My father passed away two years ago. Other survivors of the Shoah are dying every day. How will we remember when the last survivors are gone? And what form will that remembrance take?
As the child of two survivors, I have given much thought to what will happen after the survivors are gone and the next generation assumes responsibility for sharing the Holocaust narrative. There have been many efforts to ensure Holocaust remembrance, including academic study, recorded survivor testimonies, memorial services, museums and Holocaust education.
While all of these are invaluable, the disappearance of firsthand witnesses will require new ways to transmit the moral lessons and wisdom that can be gained through remembering.
“After the death of the last witnesses, the remembrance of the Holocaust must not be entrusted to historians alone,” the novelist Aharon Appelfeld observed. “Now comes the hour of artistic creation.”

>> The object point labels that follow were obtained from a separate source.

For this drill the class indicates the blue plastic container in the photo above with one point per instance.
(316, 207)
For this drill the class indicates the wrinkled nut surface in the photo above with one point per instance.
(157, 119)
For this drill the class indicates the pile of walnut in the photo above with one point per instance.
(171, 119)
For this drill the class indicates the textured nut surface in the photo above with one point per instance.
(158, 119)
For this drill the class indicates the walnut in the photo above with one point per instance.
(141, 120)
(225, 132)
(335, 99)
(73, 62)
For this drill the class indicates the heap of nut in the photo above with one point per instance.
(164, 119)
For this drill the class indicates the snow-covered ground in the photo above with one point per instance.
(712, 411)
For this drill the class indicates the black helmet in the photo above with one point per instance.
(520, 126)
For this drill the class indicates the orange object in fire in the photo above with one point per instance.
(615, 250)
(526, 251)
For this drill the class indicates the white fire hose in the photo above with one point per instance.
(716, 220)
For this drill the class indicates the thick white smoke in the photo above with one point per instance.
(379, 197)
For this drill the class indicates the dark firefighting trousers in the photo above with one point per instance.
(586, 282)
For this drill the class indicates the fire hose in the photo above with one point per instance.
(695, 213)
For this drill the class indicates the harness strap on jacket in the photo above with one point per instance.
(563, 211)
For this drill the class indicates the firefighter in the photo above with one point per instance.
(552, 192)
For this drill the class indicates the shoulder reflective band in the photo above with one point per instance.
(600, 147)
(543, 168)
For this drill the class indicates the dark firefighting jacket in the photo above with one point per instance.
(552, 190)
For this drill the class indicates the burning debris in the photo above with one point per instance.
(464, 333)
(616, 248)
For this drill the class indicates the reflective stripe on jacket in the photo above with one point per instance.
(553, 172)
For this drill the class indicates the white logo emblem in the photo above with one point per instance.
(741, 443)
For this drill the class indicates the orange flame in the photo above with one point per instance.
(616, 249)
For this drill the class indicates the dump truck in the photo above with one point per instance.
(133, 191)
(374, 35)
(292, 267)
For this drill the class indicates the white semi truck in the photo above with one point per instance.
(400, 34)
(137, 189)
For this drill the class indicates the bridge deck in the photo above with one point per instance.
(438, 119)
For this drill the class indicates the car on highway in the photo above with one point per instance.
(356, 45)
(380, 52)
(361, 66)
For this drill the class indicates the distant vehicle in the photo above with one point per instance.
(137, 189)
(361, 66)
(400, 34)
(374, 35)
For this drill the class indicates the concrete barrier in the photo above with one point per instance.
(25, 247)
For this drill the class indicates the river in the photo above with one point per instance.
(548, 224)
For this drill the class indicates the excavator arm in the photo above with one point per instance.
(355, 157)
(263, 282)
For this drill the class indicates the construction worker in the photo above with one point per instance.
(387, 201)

In 2007, I published a book of poetry about the Holocaust and my family, “How to Spot One of Us.” Working with director Richard Kroehling, I am now producing “BE•HOLD,” a performance film that explores Holocaust poetry from the rise of Nazism to the present day. Highlighting poems by well-known and lesser-known poets, we are creating a deep well of voices responding to evil and its aftermath.
Poetry, like all great art, provokes us. And poetry about the Holocaust in particular can provoke us not only to remember, but to live more fully and with more meaning. Lawrence Ferlinghetti called poetry “the shortest distance between two humans.”
Though nothing can take the place of the survivors themselves, the poetry left by victims and survivors can shorten the distance between survivors and succeeding generations, helping to ensure that the Shoah is remembered. It can also help us internalize the Shoah and use its moral lessons for our personal lives.
Toward the end of his life, my father was concerned that everyone in our family knew the stories of his family members who were murdered in Auschwitz. I told him I will always remember their stories and pass them down.
There are many ways to remember. I choose to remember through poetry.
(Janet R. Kirchheimer is the author of “How to Spot One of Us” and producer of “BE•HOLD.” She is a teaching fellow at Clal-The National Jewish Center for Learning and Leadership.)